I believe these studies (and the future work that I expect to come from them) to be part of a critical moment. Along with the studies of artists such as Michael Bowdidge, myself and others these photographs re-open an important seam of possibilities. Some might say this field was a kind of ‘minimalism’, but this would not be correct. I believe what is re-emerging is a renewed interest in both works and in the world through its minutiae. This is at once a scientific, artistic and human curiosity. I believe there is currently a range of artists in different art forms investigating this area. It is an enthusiasm, for example, shared by both the makers of objects and the takers of photographs. Underlying this curiosity is a reverential wonder at the sheer richness, subtly, detail and complexity of things, even in things that are typically regarded as having no social, economic or cultural value.
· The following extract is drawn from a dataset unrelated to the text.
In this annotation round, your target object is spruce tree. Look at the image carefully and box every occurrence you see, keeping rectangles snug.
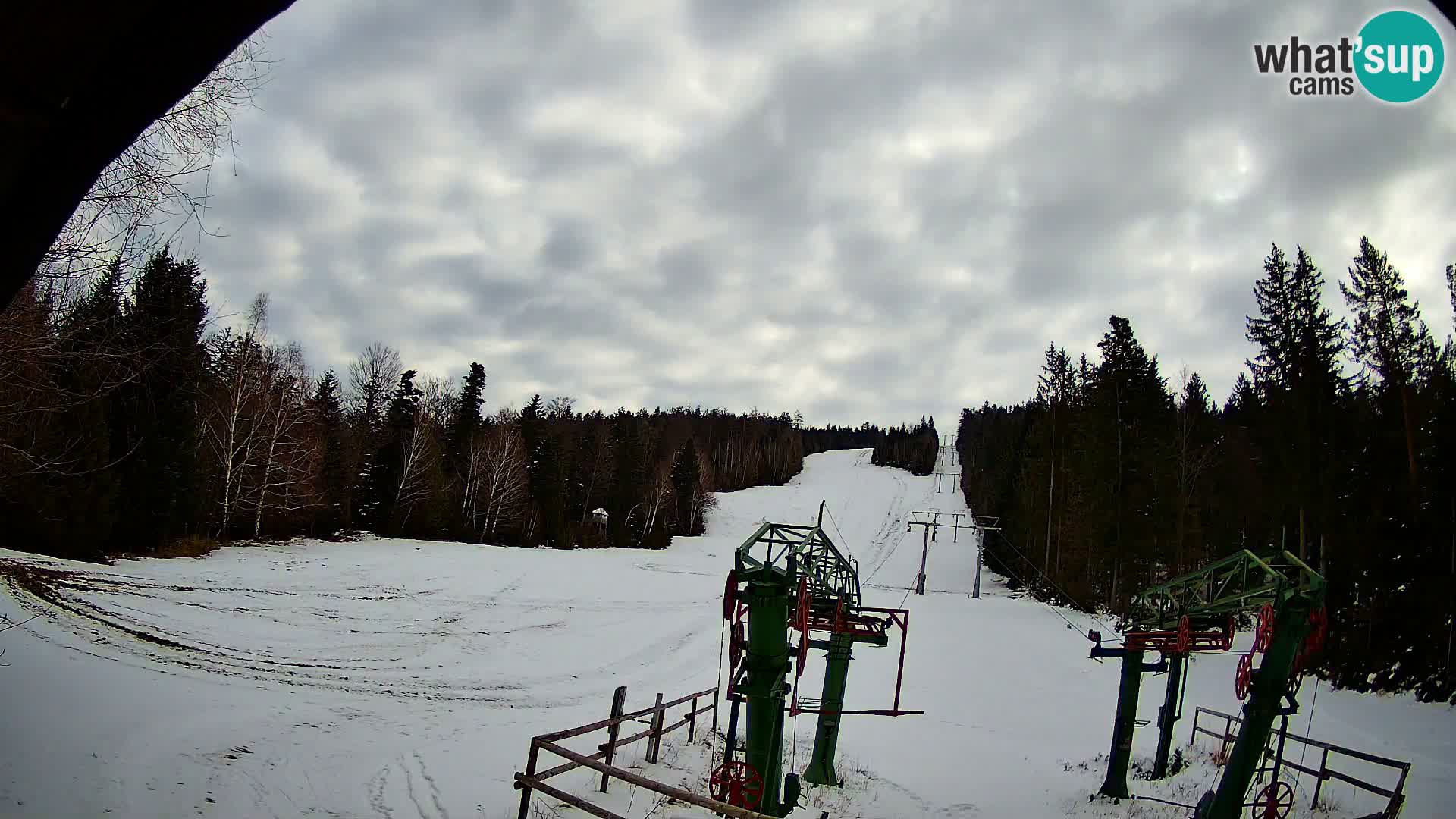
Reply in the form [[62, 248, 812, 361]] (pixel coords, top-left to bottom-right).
[[1339, 236, 1434, 490], [112, 248, 207, 549]]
There is, it has to be admitted, a lot of stuff in the world and humanity sometimes seems dedicated to degrading more and more of it. How do artists begin to select a subject and break the habit of merely using and discarding things? William Blake’s famous lines suggest a strategy:
“To see a World in a Grain of Sand
And a Heaven in a Wild Flower,
Hold Infinity in the palm of your hand.
And Eternity in an hour “
The secret is to particularise, to realise that there are only particular things and that generalities are but tools. As one focuses on particularities so those details are lifted out of their usual timeframe. Photography is a great particulariser and a great lifter of things from their usual timeframes.
Universally artists have a duty tochange and develop social attitudes to stuff.
Everything has beauty and everything value if we can only get ourselves off the treadmill to appreciate it.